LMFAO are special and good. The name supposedly stands for Laughing My Fucking Ass Off, among other things.

These guys bring something to the table that big studios and record companies can’t compete with — Do It Yourself moxie and creative energy. Their current kicking dance-floor track is “I’m in Miami, Bitch,” which seems poised for pop-funk heavy-rotation for Summer 2009.

This is the new-media, Web 2.0 generation at their finest, making it happen, getting crazy, toasting to the good times, using the Internet to promote and expand their “Rock Party” universe, and it’s working.

Check out their YES! video right here. This was their Summer 2008 hit. These guys make Hollywood proud, and Interscope Records and Universal Distribution are getting paid without even really knowing how it all works: Twitter, Facebook, Skype, MySpace, and YouTube domination, that’s how.

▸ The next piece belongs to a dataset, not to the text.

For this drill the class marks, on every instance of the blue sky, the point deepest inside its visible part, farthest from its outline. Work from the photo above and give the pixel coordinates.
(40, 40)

They make their own music on drum-machines, they film their own videos, they promote these videos as viral content, they promote their own shows, they Twitter their fans, they link to fans in Facebook, they Skype their live antics, they host audio samples on MySpace, and they handle the “Rock Party” vibe with real thunder and infectious GOODness. That’s DIY that every punk-rocker and guerrilla filmmaker can be proud of.

Keep workin’ it LMFAO, and make the people proud to party!